Les publicitaires ont signé vendredi avec le gouvernement une charte prônant une publicité "éco-responsable", un véhicule tout-terrain dévalant une plage, une publicité qui suggère de prendre sa voiture pour une courte distance ou qui vante les vertus écologiques d'un produit qui ne l'est pas: ces messages doivent disparaître des médias français, selon cette charte qui découle du Grenelle de l'environnement.
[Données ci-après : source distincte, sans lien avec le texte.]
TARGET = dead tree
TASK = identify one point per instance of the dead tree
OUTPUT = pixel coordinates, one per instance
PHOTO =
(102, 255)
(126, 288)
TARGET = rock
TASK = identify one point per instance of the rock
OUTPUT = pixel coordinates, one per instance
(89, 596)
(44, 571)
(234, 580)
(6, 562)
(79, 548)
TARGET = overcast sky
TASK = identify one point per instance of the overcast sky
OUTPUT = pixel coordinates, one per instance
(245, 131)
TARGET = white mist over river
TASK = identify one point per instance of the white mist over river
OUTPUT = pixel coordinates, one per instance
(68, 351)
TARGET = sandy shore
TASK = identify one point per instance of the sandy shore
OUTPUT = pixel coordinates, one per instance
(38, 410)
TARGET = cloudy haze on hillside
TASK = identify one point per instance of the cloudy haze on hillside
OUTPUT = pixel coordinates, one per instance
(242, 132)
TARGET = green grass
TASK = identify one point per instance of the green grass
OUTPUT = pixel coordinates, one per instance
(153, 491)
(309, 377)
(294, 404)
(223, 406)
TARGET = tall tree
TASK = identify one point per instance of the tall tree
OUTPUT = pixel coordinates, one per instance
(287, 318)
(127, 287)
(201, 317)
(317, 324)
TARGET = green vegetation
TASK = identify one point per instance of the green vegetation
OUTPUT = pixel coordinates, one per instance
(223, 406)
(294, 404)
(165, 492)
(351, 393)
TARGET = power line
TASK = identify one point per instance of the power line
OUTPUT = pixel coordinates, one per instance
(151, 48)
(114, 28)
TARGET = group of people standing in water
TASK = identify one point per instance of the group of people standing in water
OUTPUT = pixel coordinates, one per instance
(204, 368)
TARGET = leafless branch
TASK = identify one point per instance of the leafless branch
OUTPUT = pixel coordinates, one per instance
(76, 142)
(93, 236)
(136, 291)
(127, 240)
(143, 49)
"Nous fixons deux règles fondamentales", explique à l'AFP Jean-Pierre Teyssier, président du Bureau de vérification de la publicité (BVP), organisme d'autorégulation de la profession: "les annonceurs ne peuvent pas dire des choses fausses au consommateur, par exemple que leur produit est éco-compatible s'il ne l'est pas, et les représentations publicitaires ne doivent pas inciter à des comportements incivils ou contraires à la protection de l'environnement".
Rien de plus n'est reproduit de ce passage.